The Atkinson has also drawn on Sefton Library’s extensive photographic archive. Visitors will be able to search through a large selection of contemporary images and maps documenting the extensive bombardment.

“The heritage of this coastline combines unspoilt beaches with some of the UK's largest dockland areas and a rich maritime history,” said Emma Anderson, director of The Atkinson.

“It is an area of contrasts – working ports and dense urban areas rub shoulders with areas of outstanding natural beauty.

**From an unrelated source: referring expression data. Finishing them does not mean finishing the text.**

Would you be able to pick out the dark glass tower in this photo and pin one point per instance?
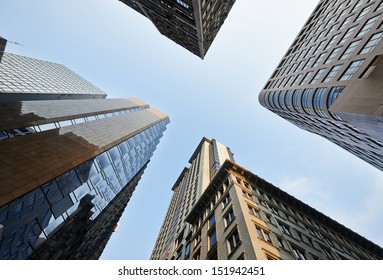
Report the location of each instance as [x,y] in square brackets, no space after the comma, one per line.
[330,81]
[193,24]
[67,167]
[3,42]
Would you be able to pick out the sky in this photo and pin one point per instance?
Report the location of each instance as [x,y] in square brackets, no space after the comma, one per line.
[122,53]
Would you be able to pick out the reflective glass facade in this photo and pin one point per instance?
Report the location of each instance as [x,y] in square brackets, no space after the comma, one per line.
[241,216]
[32,218]
[25,78]
[173,241]
[68,167]
[329,81]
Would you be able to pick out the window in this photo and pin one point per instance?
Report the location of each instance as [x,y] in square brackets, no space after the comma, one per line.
[187,249]
[280,242]
[285,229]
[253,211]
[350,49]
[296,100]
[347,20]
[306,101]
[374,40]
[319,59]
[333,95]
[211,221]
[367,26]
[318,101]
[317,76]
[197,255]
[212,239]
[183,4]
[275,211]
[247,195]
[226,200]
[363,12]
[298,253]
[233,241]
[229,217]
[348,34]
[268,218]
[306,77]
[197,238]
[332,55]
[352,68]
[332,73]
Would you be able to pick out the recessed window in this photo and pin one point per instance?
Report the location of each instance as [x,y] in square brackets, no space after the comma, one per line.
[285,229]
[348,34]
[332,55]
[226,200]
[233,241]
[247,195]
[372,42]
[211,221]
[352,68]
[298,253]
[350,49]
[367,26]
[317,76]
[212,239]
[253,211]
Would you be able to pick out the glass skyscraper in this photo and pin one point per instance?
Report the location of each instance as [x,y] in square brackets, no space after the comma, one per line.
[192,24]
[67,167]
[330,83]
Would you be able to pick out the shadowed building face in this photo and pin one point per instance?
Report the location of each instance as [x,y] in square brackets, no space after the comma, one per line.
[192,24]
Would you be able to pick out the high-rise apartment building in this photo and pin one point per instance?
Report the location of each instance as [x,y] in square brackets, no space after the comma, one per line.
[330,81]
[192,24]
[241,216]
[67,167]
[191,184]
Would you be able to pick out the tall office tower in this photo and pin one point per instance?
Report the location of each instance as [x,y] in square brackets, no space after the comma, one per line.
[193,24]
[330,81]
[241,216]
[189,187]
[25,78]
[3,42]
[68,167]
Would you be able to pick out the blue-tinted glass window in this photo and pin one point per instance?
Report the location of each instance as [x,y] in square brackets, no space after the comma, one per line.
[332,96]
[318,102]
[306,100]
[297,100]
[288,100]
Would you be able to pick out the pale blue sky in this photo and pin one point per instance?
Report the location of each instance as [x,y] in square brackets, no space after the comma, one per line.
[121,52]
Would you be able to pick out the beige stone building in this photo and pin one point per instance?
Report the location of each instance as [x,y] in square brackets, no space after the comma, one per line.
[241,216]
[192,24]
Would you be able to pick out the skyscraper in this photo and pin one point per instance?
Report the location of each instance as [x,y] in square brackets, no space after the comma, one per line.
[193,24]
[330,80]
[241,216]
[67,167]
[191,184]
[3,42]
[25,78]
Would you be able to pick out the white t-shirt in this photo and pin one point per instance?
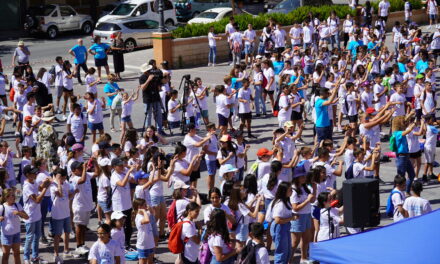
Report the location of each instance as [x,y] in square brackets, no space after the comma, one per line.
[11,222]
[77,125]
[397,199]
[191,150]
[221,102]
[400,108]
[121,199]
[179,166]
[127,108]
[32,209]
[145,238]
[60,205]
[105,253]
[96,116]
[298,199]
[191,250]
[91,88]
[210,208]
[173,117]
[416,206]
[82,201]
[103,182]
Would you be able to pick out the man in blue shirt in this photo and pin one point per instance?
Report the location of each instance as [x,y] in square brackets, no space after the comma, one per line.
[323,125]
[79,53]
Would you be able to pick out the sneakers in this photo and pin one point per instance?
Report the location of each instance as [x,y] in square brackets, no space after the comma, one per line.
[58,260]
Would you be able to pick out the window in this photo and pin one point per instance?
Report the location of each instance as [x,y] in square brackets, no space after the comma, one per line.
[142,9]
[107,27]
[123,9]
[67,11]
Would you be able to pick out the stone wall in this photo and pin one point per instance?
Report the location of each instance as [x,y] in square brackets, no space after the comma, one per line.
[187,52]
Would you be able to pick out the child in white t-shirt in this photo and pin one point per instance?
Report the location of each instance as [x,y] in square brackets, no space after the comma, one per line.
[398,198]
[91,82]
[145,240]
[127,108]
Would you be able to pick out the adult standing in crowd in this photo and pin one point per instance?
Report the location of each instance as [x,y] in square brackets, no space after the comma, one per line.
[79,53]
[99,51]
[151,81]
[21,54]
[118,54]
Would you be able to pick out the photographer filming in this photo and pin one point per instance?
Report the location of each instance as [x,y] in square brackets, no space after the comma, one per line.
[150,82]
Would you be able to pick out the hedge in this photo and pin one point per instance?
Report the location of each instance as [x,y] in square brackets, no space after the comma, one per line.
[297,15]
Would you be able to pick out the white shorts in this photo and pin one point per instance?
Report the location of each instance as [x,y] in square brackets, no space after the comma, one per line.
[81,217]
[429,154]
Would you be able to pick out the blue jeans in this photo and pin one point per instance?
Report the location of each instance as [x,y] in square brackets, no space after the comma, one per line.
[212,54]
[324,133]
[259,100]
[46,206]
[33,233]
[283,242]
[156,109]
[404,165]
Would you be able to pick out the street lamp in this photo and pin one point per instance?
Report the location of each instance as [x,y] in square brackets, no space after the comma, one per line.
[158,6]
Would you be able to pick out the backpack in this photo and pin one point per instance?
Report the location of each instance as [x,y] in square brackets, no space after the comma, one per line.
[234,226]
[264,82]
[236,47]
[393,143]
[349,172]
[172,215]
[205,254]
[389,211]
[247,255]
[175,243]
[52,70]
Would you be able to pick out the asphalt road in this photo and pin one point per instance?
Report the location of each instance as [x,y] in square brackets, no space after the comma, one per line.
[262,127]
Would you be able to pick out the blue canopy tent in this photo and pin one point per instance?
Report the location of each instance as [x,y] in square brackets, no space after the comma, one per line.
[413,240]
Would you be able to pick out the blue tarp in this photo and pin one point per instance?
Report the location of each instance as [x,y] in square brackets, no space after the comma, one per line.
[413,240]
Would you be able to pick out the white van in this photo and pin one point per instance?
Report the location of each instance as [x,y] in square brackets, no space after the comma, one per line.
[144,9]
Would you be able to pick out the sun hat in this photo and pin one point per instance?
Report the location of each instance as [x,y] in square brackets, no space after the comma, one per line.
[145,67]
[48,116]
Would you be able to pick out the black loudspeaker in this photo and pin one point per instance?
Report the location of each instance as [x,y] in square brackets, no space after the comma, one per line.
[361,202]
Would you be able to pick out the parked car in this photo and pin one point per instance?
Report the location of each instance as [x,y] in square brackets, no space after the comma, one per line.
[51,19]
[187,9]
[142,9]
[136,32]
[287,6]
[212,15]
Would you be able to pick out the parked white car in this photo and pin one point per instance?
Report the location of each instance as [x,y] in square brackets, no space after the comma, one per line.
[141,9]
[51,19]
[136,32]
[211,15]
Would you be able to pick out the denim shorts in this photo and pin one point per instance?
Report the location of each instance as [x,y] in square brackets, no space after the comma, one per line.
[144,253]
[104,207]
[302,224]
[8,240]
[211,166]
[94,127]
[242,232]
[156,200]
[126,119]
[61,226]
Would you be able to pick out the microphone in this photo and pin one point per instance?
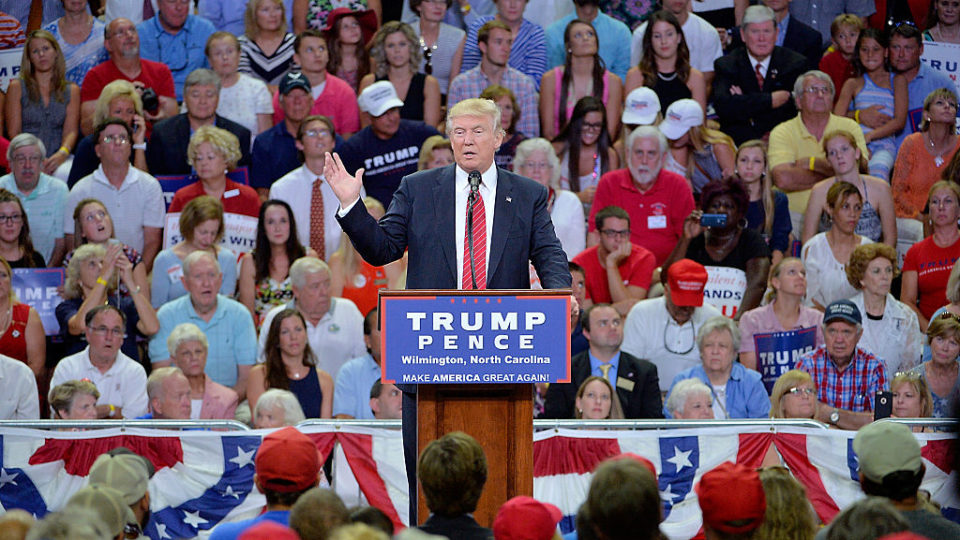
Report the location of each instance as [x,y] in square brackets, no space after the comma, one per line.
[474,179]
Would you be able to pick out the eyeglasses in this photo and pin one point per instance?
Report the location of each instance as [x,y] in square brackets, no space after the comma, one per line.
[611,233]
[317,133]
[110,332]
[118,139]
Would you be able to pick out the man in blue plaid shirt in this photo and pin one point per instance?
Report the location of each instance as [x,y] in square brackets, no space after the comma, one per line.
[846,377]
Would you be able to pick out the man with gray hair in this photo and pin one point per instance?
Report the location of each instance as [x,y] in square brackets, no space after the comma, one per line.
[751,91]
[796,157]
[846,376]
[657,200]
[334,325]
[44,198]
[167,149]
[227,324]
[169,393]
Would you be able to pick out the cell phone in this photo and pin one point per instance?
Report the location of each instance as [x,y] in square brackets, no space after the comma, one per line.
[713,220]
[882,405]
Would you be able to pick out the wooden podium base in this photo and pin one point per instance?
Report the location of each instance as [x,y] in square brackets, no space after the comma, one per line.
[500,417]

This is an important and valuable heritage for its tensions, contrasts and contradictions that capture changes in society, industry and the environment.

Southport for a Holiday in Wintertime is a promotional poster by Fortunio Matania c1935. It shows people leaving the art deco Garrick Theatre on Lord Street, which opened in 1932

“Our project has strategic, regional significance because, over the past 10 years, regeneration projects up and down the coast have stressed the importance of creating and enhancing sense of place – building up the uniqueness and integrity of places through culture and heritage.”

Among those celebrated for their roles in the story of Sefton are: the daring female motor-racing pioneers dubbed ‘scorchers’, ‘motorinas’ and ‘motoristes’ who tore up Southport beach in the 1920s.

The cartoonist behind Dan Dare, Frank Hampson, who was a pupil at King George V Grammar School (now King George V College) in the 1930s.

A Dan Dare case at the museum – the creation of cartooonist Frank Hampson

The formidable Mrs Mirabel Topham, the former Gaiety Girl, who ran Aintree race course in the 1950s and 60s. One of the most famous horses to race at Aintree, Red Rum was trained by Ginger McCain on Southport sands.

Frank Hornby, the inventor of Meccano, Dinky toys and Hornby model trains and the nine-year-old polar explorer and Southport resident FJ ‘Percy’ Hooper, one of the search party who discovered Captain Scott and his team’s bodies at the end of their ill-fated expedition to the South Pole.

Also on view is the Neolithic, or New Stone Age, mother and child who made their way across Formby sands to gather food, leaving their footprints as an echo from the region’s distant past.